Classification Of Clock Skew
In the previous Article, we have discussed about the Skew and the Source of Skew. In this article we will talk about Different Type of Skews.
Classification Of Skew:There are different ways we can classify Skew. For me, it's very difficult to divide those into different bucket and come up with a tree like structure. But still I am making an effort.
Internal (Intrinsic) And External (Extrinsic)
- Internal Skew:
- It is governed by the Devices or Gates.
- Difference (in time) introduced because of mismatch of propagation delay and transition delay of 2 identical devices or gates.
- External Skew:
- This is the difference introduced because of unbalanced Net length or output loading or any other effect (like delay added because of cross coupling).
As we know, it's not possible to fabricate 2 gates identical in nature. Even though if you take care, there will be some difference in fabrication. This difference can contribute into the propagation delay of the gate under same external environment conditions.

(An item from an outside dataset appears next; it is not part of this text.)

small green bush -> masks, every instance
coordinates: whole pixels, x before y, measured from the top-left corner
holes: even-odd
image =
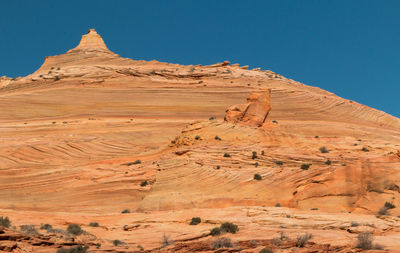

So if we keep all the external factors (parameters) constant/identical, The difference between the propagation delay of 2 identical gates at the output pin, at identical transition is known as Process Skew .(i.e., compares tpd(LH) versus tpd(LH) or tpd(HL) versus tpd(HL) for any two outputs).
For example, if the propagation delay of the fastest output (tpd(LHn)) is 2 ns and that of the slowest output (tpdLH1) is 2.165 ns, then the output skew is: tpd(LHn) - tpd(LH1) = -165ps.
- Part-to-Part Skew: If these 2 gates are in different devices then these are known as Part-to-Part Skew. This is also known as Package Skew.
- Output Skew: If these 2 gates are part of same device then are termed as Output Skew. Also Known as Pin-To-Pin Skew.
Pulse skew (tsk(p)) is the magnitude of the time difference between the high-to-low (tPHL) and the low-to-high (tPLH) propagation delays. Pulse skew is sometimes referred to as Duty Cycle Skew.
tsk(p) = | tPHL − tPLH |.
As such the Time Period will be same but the Duty Cycle changes because of Pulse Skew. It plays a very important role when in the circuit we are going to use both Negative and Positive edge of the Clock for Flip flop triggering.
In the Below Figure we have used a Clock Buffer, A represent the Input side and B represent the Output side.
Positive and Negative Skew:
Skew can be positive or negative on how the reference clock is chosen. Means if you do A-B > 0 then obviously B-A < 0. So if A is reference, Skew is Positive and if B is reference Skew is negative.
Remember - While calculating the Skew - we do Capture clock delay - Launch Clock delay. So from above sentence don't be confused that it's just a matter of "How you subtract". :) Below 2 figures explain how Positive Skew can be converted into Negative Skew.
Note: This is the Normal circuit we have studied till now. All the skew in this Circuit (above) are Positive.
Note: This circuit is same as the previous one, only difference is the direction of the Clock Vs Direction of the Data flow.
Above figure can help you to understand the basic difference between the Negative and Positive Skew. Now Question come - why we will do this. We will discuss later on in detail that Negative Skew helps in fixing Hold Violation. But there are several other cases where we will not intentionally reverse the direction of Clock but because of Clock distribution Network, it can happen automatically. Below 2 figures are self explanatory. :)
Here you can see very clearly that Clock is entering from the Middle. Right hand side's Flip flops have Positive skew and left hand Side's Flip flop has Negative skew. No one did this intentionally but it just happened because of CTS (Clock tree synthesis) and small negligence from the designer. :)
In the above figure it's clear that Clock tree was good but just because of 2 branches are communicating with each other (which is very normal), Negative Skew scenario developed between FF7 and FF8.
Inter Clock Skew:
When the clocks are in different domains, this is known as Interclock skew. Interclock Skew exists between two registers with different clocks.
Intra clock Skew:
When the clocks domain is same, skew is known as Intra Clock Skew.
In the above figure,
Skew between FF1 and FF2 is Intra Clock Skew.
Skew between FF3 and FF4 is Intra Clock Skew.
Skew between FF2 and FF3 is Inter Clock Skew.